Entscheidung des Bundesfinanzhofs

Der Bundesfinanzhof gab der Klägerin recht. Die Erfassung des Veräußerungsgewinns bei der Klägerin kommt nicht in Betracht, da sie das Grundstück nicht verkauft, sondern verschenkt hat. Stattdessen ist der Gewinn von den Kindern zu versteuern, denn sie haben die geschenkte Immobilie innerhalb des Zehn-Jahres-Zeitraums nach Anschaffung durch die Klägerin veräußert und den Kaufpreis erhalten. Indem sie damit den Tatbestand des § 23 Abs. 1 Satz 3 EStG erfüllten und die Rechtsfolgen dieser speziellen Missbrauchsverhinderungsvorschrift gezogen haben (Versteuerung des Veräußerungsgewinns), kommt die Annahme eines Gestaltungsmissbrauchs im Sinne von § 42 AO nicht in Betracht. Der Umstand, dass der Veräußerungsgewinn bei den Kindern aufgrund geringerer sonstiger Einkünfte im Ergebnis niedriger besteuert wurde als bei der Klägerin, sei kein Gestaltungsmissbrauch.

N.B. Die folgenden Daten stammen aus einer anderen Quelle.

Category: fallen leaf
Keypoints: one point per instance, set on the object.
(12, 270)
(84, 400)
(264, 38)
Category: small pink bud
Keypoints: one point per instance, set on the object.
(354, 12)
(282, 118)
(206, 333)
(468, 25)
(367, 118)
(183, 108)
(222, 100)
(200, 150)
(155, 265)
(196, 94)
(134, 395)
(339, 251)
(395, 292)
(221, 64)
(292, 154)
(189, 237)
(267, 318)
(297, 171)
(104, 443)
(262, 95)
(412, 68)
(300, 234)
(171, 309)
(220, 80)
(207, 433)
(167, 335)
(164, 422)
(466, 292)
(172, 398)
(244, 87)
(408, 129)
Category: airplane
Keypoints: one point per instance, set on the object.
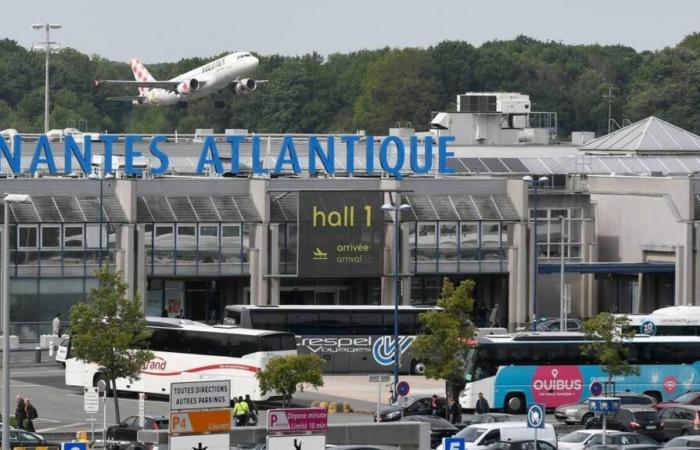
(225, 72)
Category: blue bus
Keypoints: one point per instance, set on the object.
(550, 368)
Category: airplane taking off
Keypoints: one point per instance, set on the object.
(225, 72)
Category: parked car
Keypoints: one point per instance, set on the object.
(689, 398)
(439, 427)
(21, 438)
(521, 445)
(639, 419)
(573, 413)
(489, 418)
(684, 441)
(127, 430)
(479, 437)
(411, 406)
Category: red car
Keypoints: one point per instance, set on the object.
(689, 398)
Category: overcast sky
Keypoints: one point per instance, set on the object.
(156, 30)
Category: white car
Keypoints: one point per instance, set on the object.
(578, 440)
(480, 436)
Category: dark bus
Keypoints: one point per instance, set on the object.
(350, 338)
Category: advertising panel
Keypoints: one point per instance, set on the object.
(341, 234)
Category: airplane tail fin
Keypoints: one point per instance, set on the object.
(141, 74)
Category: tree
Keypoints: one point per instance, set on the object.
(110, 331)
(445, 340)
(287, 374)
(608, 334)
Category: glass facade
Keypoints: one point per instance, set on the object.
(457, 247)
(549, 232)
(210, 249)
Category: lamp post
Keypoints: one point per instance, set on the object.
(47, 45)
(536, 184)
(9, 198)
(397, 285)
(95, 176)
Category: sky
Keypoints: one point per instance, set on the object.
(160, 31)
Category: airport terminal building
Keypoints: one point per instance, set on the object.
(625, 205)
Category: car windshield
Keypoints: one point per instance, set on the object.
(686, 398)
(575, 437)
(471, 434)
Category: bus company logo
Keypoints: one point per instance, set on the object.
(670, 384)
(557, 385)
(156, 364)
(383, 349)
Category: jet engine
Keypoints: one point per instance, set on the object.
(244, 86)
(186, 87)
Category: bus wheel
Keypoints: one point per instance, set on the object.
(418, 368)
(515, 404)
(654, 394)
(99, 377)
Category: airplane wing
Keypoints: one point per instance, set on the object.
(127, 98)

Und Hinweise darauf, dass die vertraglichen Regelungen unangemessen oder unüblich sind, haben sich für die Richter:innen nicht ergeben.

Konsequenz

Der Bundesfinanzhof qualifiziert die Regelung des § 23 Abs. 1 Satz 3 EStG – anders als Finanzamt und Finanzgericht – als spezielle Missbrauchsverhinderungsvorschrift, die aus der allgemeinen Missbrauchsvorschrift des § 42 AO hervorgeht. Gleichzeitig lassen die obersten Richter:innen in ihrer Urteilsbegründung aber durchblicken, dass es durchaus Fallkonstellationen geben kann, die abweichend vom Grundsatz den Anwendungsbereich des § 42 AO eröffnen. Sollten in vergleichbaren Fällen die vertraglichen Regelungen zwischen nahestehenden Personen außergewöhnliche oder unübliche Vereinbarungen enthalten, könnte ausnahmsweise eine missbräuchliche Gestaltung unterstellt werden, mit der Folge, dass die angedachten „Steuervorteile“ ins Leere gehen. Eines betonte der Bundesfinanzhof wiederholt ganz deutlich: Allein das Bestreben, Steuern zu sparen, macht für sich allein die Gestaltung nicht missbräuchlich.